松本総長 「学士力」の内容につきましては、一見しましたところ一言で簡単に理解でき難いイメージがございます。先日、私のところへ実行委員長と広報課長がIDEの本年度事業について説明に来られた折に、「学士力」とは何かを問うてみました。本日の資料にありますような「専攻分野を問わず学士課程において達成することが期待される学習成果」との返答が戻ってきました。したがいまして、この概念には、多分にどの大学にも共通する普遍的な概念が内包されていることは想像に難くありません。しかし私は、この共通する普遍的な「学士力」の概念の上に、それぞれの大学の特色や個性に裏打ちされた「学士力」の部分が存在するのではないかと考えております。
  私が京都大学に入学した頃、もう半世紀近くも前になりますが、大学入学以前に身に付けた多様な経験や価値観をもった学生が全国から集い、大学は新しい出会いと交流の場、すなわち一種の坩堝(るつぼ)として機能し、お互いが切磋琢磨し鍛え合うことを通じて、学生達が新しい知を創造する素地を醸成する場であったと思います。こうした坩堝機能にこそ大学の特色を生み出す基があり、またそれはその大学独自の「学士力」が湧き出る源泉であろうと考えます。本日は、ぜひ各大学独自の「学士力」とは何か、ということにまで踏み込んで議論を深めて頂きたいと思います。
  本日の限られた討論時間の中で、統一見解を纏めるのは極めて難しいとは思います。
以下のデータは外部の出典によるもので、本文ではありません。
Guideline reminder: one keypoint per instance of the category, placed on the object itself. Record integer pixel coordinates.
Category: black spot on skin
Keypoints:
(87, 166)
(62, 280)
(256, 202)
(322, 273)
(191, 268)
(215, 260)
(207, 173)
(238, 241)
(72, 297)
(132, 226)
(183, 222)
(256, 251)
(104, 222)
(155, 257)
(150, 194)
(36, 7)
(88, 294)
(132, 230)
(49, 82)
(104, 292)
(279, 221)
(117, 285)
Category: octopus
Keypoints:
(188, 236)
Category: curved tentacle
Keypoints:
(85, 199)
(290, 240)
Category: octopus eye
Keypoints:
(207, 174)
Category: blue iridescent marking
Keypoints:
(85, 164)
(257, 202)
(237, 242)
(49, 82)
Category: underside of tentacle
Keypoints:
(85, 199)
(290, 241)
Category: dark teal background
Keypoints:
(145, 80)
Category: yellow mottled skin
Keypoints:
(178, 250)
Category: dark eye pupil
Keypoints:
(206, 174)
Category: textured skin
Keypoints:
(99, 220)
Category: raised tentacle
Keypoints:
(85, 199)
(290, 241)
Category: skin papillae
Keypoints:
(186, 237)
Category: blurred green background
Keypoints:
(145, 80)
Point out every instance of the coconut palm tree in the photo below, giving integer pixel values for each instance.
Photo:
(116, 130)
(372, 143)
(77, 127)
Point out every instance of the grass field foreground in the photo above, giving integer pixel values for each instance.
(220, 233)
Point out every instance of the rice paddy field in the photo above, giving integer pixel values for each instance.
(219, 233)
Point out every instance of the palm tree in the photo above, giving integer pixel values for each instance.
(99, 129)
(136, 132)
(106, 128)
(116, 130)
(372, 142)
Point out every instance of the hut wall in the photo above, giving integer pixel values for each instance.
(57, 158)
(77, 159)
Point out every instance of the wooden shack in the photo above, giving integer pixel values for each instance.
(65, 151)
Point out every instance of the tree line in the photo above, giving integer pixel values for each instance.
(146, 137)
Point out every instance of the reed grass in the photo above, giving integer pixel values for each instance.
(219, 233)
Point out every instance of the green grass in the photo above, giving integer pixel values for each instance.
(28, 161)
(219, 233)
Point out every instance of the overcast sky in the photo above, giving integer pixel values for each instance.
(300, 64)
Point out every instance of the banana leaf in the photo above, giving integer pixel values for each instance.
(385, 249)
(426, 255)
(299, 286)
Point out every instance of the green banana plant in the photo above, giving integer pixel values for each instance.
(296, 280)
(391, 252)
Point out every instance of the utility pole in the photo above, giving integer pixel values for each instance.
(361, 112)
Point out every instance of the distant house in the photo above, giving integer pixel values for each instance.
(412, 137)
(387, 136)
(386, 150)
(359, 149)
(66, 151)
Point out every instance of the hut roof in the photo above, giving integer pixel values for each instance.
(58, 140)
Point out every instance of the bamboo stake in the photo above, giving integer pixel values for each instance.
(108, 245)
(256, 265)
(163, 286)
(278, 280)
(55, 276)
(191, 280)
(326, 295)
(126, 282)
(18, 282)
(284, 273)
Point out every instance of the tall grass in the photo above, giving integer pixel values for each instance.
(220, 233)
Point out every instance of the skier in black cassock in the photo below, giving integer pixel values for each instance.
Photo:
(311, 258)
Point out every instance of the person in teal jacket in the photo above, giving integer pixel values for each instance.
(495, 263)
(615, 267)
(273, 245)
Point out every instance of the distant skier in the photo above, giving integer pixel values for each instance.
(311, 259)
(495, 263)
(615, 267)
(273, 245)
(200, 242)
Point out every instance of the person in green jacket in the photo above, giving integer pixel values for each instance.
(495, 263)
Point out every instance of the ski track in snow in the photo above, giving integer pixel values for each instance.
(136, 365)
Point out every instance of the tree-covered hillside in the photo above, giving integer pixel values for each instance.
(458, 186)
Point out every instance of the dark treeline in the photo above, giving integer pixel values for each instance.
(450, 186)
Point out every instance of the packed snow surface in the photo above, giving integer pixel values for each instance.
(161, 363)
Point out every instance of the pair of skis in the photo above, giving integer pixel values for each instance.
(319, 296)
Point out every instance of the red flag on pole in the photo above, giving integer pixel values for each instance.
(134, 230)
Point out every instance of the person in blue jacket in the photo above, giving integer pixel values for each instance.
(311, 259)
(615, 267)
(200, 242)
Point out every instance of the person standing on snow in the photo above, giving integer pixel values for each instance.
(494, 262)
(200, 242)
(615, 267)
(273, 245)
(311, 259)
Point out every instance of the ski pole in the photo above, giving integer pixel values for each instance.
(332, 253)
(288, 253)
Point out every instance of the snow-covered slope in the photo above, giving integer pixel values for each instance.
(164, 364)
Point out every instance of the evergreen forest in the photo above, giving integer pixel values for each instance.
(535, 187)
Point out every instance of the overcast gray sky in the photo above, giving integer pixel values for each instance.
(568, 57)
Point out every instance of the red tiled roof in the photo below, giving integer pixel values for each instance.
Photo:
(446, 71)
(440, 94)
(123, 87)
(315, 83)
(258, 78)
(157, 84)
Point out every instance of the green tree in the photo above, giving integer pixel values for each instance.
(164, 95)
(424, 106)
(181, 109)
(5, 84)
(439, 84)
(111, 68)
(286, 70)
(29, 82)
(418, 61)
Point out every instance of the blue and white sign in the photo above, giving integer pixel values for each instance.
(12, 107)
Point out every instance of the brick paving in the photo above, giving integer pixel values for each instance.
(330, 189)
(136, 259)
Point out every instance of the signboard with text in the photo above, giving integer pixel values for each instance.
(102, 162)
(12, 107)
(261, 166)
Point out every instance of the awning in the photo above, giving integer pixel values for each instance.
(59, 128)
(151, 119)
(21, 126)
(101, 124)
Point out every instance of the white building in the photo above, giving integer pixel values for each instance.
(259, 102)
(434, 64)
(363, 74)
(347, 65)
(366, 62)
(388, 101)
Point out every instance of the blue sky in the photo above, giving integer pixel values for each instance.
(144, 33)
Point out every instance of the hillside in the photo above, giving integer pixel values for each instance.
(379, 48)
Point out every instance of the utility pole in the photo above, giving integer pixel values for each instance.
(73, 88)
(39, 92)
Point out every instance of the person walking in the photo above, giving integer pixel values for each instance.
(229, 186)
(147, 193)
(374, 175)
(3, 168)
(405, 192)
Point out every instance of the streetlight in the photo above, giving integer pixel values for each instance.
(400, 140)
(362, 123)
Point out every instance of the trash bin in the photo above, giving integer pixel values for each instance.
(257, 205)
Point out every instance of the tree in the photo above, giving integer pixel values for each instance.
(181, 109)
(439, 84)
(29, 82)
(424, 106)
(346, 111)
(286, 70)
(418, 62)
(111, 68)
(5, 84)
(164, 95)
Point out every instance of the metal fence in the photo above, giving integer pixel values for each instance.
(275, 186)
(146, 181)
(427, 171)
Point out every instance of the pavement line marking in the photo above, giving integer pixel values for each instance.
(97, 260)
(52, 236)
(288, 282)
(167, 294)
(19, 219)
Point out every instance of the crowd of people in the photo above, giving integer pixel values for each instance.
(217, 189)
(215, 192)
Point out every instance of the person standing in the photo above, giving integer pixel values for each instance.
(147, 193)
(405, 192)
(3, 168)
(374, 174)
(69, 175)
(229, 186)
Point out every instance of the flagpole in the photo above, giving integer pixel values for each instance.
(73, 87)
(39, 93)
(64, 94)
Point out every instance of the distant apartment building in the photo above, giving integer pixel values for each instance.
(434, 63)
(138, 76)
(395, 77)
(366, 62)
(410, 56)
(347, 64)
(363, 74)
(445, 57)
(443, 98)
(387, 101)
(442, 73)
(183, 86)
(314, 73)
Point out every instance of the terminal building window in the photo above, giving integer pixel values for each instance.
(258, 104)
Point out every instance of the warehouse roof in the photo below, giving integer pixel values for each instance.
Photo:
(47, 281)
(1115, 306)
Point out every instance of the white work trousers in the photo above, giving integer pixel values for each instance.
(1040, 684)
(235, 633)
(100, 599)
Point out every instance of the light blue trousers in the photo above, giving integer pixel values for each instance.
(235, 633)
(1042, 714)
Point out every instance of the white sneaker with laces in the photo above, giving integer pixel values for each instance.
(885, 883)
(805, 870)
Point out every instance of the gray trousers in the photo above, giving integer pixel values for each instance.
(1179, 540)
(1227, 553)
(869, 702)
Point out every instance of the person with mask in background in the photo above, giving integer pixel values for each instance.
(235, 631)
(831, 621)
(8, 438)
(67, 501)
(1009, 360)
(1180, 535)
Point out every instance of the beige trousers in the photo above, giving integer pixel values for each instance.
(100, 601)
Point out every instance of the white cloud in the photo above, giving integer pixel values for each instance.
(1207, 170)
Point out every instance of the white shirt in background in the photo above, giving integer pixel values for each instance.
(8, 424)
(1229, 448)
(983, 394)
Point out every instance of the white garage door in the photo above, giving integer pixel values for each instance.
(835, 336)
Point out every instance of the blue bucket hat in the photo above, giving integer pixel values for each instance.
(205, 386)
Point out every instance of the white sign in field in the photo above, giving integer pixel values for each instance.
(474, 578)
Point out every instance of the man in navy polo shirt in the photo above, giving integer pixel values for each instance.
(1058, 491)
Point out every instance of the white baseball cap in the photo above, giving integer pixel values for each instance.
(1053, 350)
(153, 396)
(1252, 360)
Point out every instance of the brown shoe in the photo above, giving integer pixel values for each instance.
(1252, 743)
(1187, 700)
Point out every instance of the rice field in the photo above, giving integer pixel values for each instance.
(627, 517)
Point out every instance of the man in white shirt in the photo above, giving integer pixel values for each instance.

しかし、IDEセミナーの伝統として「結論は出さない」という不文律があるやに聞いておりますので、統一見解に囚われず、フロアの方からも活発なご意見・ご提言を頂き、議論が大いに盛り上がることを願っております。
  最後に本日のセミナーが、ご参加の皆様方の教育・研究、あるいは大学の管理運営等に大いに寄与・貢献することを祈念致しまして、簡単でございますがご挨拶に代えさせて頂きます。